In his postgame remarks Wednesday, Braves manager Brian Snitker (who’d also been ejected) acted as prosecuting attorney. “This young man (Acuna) is just playing the game, doing what he loves to do – and it’s a damn shame what happened that first pitch of the game,” Snitker said.
Then: “That kid didn’t deserve that.”
Then: “I’m not looking for an ejection (for himself). That’s the farthest thing from my mind. I couldn’t care if they left me in the game, threw me out. I’m just thinking this young kid got hit, and it was obviously intentional. Like I say, he’s one of mine.”
Then: “They made ultimately the right decision (ejecting Urena) – because it was obvious that was intended to hit him, and there was just no reason for a young man to be hit like that when all he’s doing is just playing the game. He’s not doing anything to show anybody up. He’s playing the game.”
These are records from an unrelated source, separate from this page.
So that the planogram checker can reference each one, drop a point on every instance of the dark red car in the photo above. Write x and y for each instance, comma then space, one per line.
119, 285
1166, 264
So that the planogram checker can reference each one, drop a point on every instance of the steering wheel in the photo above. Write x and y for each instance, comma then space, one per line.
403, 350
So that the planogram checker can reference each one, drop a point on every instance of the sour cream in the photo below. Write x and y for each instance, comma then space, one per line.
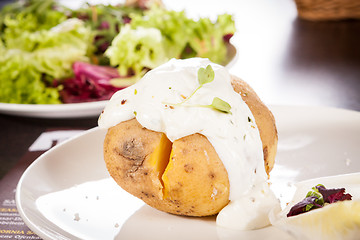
234, 135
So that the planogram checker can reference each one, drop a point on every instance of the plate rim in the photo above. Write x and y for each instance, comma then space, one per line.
38, 230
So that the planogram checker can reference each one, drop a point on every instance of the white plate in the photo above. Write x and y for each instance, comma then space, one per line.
67, 193
70, 110
74, 110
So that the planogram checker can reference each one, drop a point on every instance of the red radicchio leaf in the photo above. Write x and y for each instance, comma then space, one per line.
333, 195
90, 83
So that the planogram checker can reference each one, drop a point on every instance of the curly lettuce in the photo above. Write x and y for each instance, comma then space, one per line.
30, 62
181, 37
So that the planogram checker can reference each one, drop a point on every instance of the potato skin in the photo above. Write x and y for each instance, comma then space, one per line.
264, 120
195, 181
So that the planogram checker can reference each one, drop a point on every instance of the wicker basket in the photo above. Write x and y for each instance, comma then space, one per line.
318, 10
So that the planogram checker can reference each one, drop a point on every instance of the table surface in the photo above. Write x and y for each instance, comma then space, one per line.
287, 60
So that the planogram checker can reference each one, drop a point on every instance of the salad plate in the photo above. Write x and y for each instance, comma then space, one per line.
74, 110
69, 110
67, 192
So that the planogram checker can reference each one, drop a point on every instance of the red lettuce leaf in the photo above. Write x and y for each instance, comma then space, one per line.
90, 83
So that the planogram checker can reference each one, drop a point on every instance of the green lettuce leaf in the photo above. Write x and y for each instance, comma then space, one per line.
180, 37
30, 62
136, 49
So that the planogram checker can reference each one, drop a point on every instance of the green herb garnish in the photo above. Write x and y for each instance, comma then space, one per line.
206, 75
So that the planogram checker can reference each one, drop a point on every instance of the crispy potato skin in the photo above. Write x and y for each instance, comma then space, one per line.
187, 177
264, 120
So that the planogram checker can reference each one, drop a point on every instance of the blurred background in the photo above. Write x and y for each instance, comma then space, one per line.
288, 60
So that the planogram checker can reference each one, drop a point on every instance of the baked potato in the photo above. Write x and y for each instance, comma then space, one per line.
184, 177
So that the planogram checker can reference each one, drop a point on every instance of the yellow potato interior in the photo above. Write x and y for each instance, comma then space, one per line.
159, 158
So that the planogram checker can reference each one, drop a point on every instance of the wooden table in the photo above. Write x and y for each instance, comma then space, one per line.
288, 61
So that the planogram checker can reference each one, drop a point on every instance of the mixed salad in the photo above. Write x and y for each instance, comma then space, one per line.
50, 54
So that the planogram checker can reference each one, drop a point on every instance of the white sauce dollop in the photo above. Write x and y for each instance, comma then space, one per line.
235, 138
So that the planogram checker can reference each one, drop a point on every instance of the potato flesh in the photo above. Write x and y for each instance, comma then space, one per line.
159, 159
185, 177
180, 178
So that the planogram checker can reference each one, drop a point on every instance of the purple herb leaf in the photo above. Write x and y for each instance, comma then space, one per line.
333, 195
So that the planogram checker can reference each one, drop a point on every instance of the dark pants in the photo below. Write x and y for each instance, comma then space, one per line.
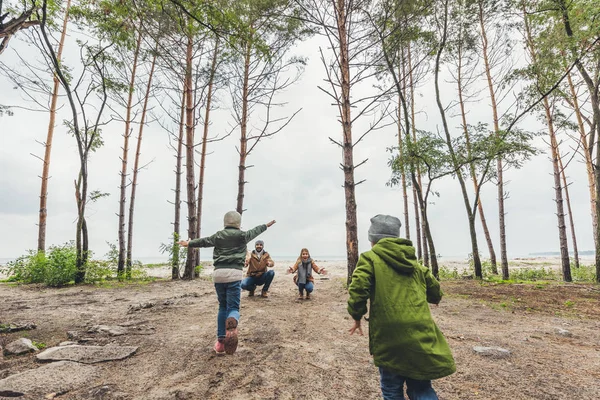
392, 387
229, 304
309, 286
250, 283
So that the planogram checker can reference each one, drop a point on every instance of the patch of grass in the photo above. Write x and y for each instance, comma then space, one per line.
39, 345
569, 303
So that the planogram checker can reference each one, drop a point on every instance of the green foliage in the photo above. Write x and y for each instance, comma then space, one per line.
585, 273
61, 266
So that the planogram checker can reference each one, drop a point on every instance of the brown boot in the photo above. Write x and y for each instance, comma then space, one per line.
231, 340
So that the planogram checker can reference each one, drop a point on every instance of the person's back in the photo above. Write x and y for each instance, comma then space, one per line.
405, 342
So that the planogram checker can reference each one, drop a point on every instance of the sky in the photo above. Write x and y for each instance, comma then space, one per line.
295, 179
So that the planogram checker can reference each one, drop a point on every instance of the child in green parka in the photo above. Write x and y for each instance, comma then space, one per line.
404, 341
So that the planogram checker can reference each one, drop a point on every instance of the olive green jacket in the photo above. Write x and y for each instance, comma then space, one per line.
403, 337
230, 246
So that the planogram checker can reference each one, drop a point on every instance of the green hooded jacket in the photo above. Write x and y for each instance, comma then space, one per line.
403, 337
230, 245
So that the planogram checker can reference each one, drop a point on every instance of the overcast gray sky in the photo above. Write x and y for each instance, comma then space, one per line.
295, 179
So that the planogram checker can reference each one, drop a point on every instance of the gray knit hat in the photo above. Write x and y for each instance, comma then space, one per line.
383, 226
232, 219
Then: “That’s a shame that happened. What happens if they hit him here and it breaks his elbow and he’s done for the year? And what we’re trying to accomplish here, and where we’re at – there’s no reason for that. Heck, this is a game. My God … I had three hours to calm down and now I’m getting worked up.”
Then: “You know what you do (if you’re Urena)? You throw a breaking ball. You don’t want him to hit your fastball, you throw a breaking ball. There’s ways to get the kid out. I mean, you throw fastballs down the middle and he hits them out, what do you expect the kid to do? I mean, my God. That’s just completely, unbelievably uncalled for.”
My suggestion was 15 games, and that wasn’t plucked from thin air. Fifteen games is nearly one-tenth of a season. Fifteen games would, for a starting pitcher, mean three turns. (Starters tend to work around 30 times a year; again, 10 percent.) Fifteen games would have been MLB’s way of saying: “We care about our talented players, and we won’t tolerate them getting hurt just because the other team gets mad because it can’t get them out.”
As Snitker said, Acuna had done nothing wrong. He wound up paying for being good. MLB had an opportunity to punish the bad guy. He’ll miss one start. That’s a whiff.